- Date: 30 May 2012
- Venue: Greenmount Collage
Hundreds of farmers from across Northern Ireland attended the Greenmount Centenary Grassland Open Day, held in conjunction with the Ulster Grassland Society.
At Greenmount in the second week of May grass growth across the dairy paddocks was less than 50% of the 10 year GrassCheck average. As a consequence the majority of farms have been “chasing grass” particularly on set stocked, grazing ground.
However since week beginning 21st May weather conditions improved significantly and growth was recorded at over 100 kg DM/ha/day, a dramatic turnaround in a few days.
At the Grassland Open Day farmers were able to see first hand and discuss with CAFRE staff the management of the dairy herd, beef cattle and ewe flock in this volatile grass year with the sudden surge of grass.

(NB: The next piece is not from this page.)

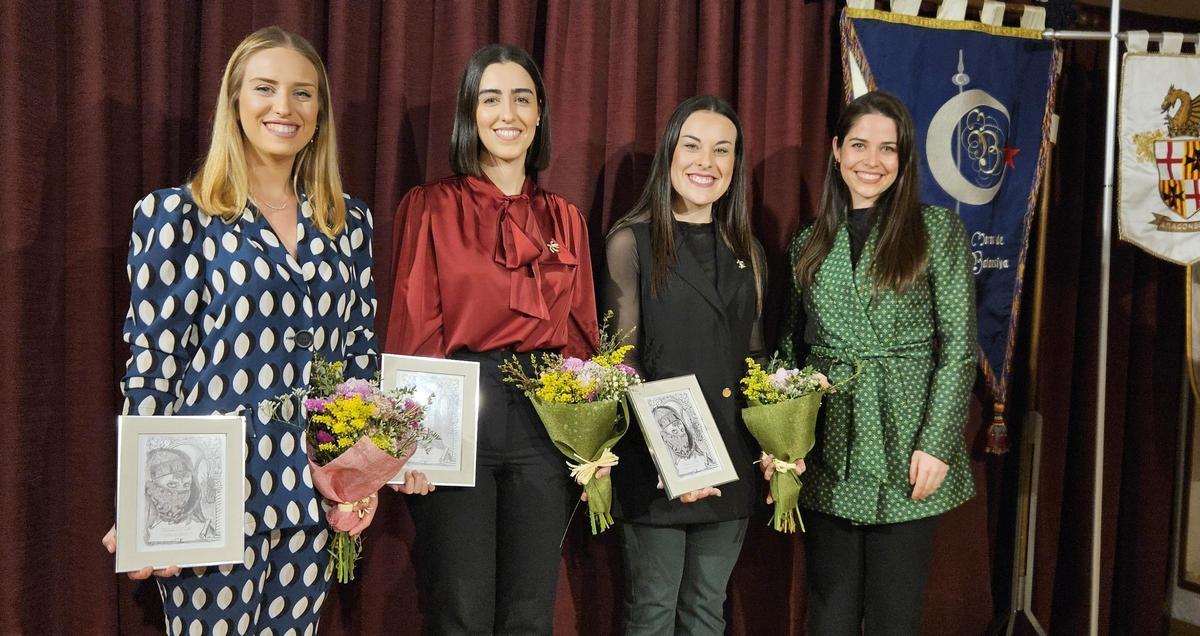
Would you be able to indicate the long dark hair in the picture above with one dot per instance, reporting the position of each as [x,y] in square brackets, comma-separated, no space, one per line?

Grazed grass still forms the majority of a dairy cow’s summer diet in Northern Ireland. It remains the cheapest, and one of the best quality feeds that a dairy farmer can use for his dairy herd. If grazing management is poor however, grass quality will decline leading to lower dry matter intakes and poorer grass utilisation. The difference between good grassland management and poor grassland management may seem small in practical terms but the financial difference can be substantial. A range in margin over concentrates in May on grazing farms can show as much as £2.00 per cow per day variation from the top to the bottom. For a 100 cow dairy herd, this means a difference in profit of £6,000 for a single month.
A grazing display at the event showed the quality of grass offered to the Future herd and demonstrated grass covers that are too heavy to graze and need to be taken out of a rotation and big baled. Typical daily performance of the Future Herd in May was a milk yield average of 28 – 30 litres produced from 5 – 6 kilos of concentrate.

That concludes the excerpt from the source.